Life Expectancy is not an off the shelf component for Life Settlements success, advises SL

Global specialist asset manager, SL, is advising that investors in Life Settlement funds should look closely at that fund's approach to life expectancy (LE). Current Industry methodologies need to be adapted in order to aid liquidity and therefore potential returns.

When investing in Life Settlements, the two factors that are crucial to the achievable return are the price to value relationship for the individual policies that make up the portfolio and anticipation of the cash-flow needs of the resulting portfolio.

In order to manage these factors, an appropriate assessment of life expectancies is of key importance. The specific LE factors relevant to individual policies, when viewed collectively, become smoothed out, allowing overall life expectancies to become more predictable. The life assurance industry's standard method of predicting the mortality of groups is to use the 2008 Valuation Basic Table Report & Tables ("2008VBT") issued by the Society of Actuaries. However, the Life Settlements industry is looking specifically at the portion of individual life insurance products that are sold in to the secondary market and these may not be fully representative of the whole population.

When a policyholder brings a policy into the secondary market, typically the intermediary will obtain an LE from one or more specialist Life Settlement underwriters. A fund manager may take this updated LE, reconcile it with the 2008VBT and base their calculations purely on that. However, SL warns this method may be too simplistic as the 2008VBT was designed for insured populations whereas actual experience within the life settlement market points to early-years mortality being lighter than within the wider population, which could lead to assets being overvalued and liquidity requirements being underestimated.  In short, only healthy people who are unlikely to die imminently tend to sell their policies. 

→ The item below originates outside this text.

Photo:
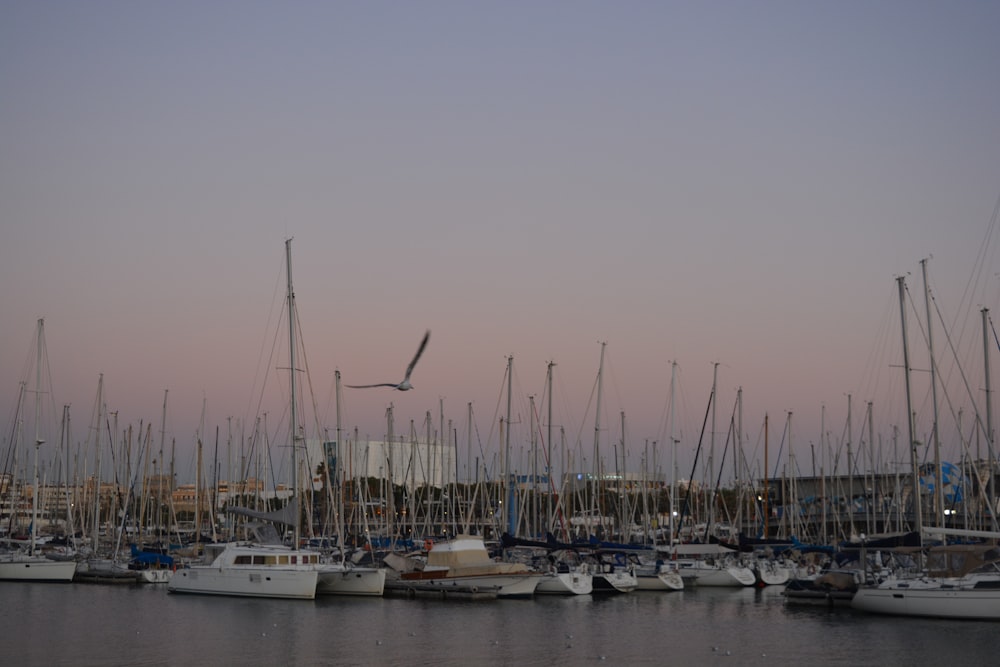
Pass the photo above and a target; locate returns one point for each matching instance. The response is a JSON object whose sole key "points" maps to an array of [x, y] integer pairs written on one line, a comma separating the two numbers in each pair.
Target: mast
{"points": [[38, 434], [97, 470], [673, 452], [915, 469], [291, 365], [766, 490], [850, 471], [548, 448], [989, 410], [509, 516], [938, 474], [597, 440], [333, 477]]}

Other additional factors that could lead to policies being unrealistically priced are where an individual's medical records are not available or are out of date; this could lead to the fund manager being selected1 against if the individual has a longer life expectancy than their medical records suggest.

SL believes that, by applying further adjustments to the provided LE reports and current methodologies, a fund manager is able to add an additional layer of caution into any policy that is bought. This aids liquidity planning within the fund, with the simple aim of enhancing the returns the fund is able to achieve.

Louise Witts, Senior Actuary at SL and Fellow of the Institute and Faculty of Actuaries, said:

"Life Settlement funds are attracting a lot of attention due to their potential to provide steady returns in volatile times. But it is an emerging industry in which the importance of applying a robust assessment to the quoted life expectancies is becoming increasingly evident. A "best practice" approach is vital to success." 

1 - (Adverse) Selection occurs when two parties have asymmetric information and as a consequence the less favourable outcome is more likely to be selected.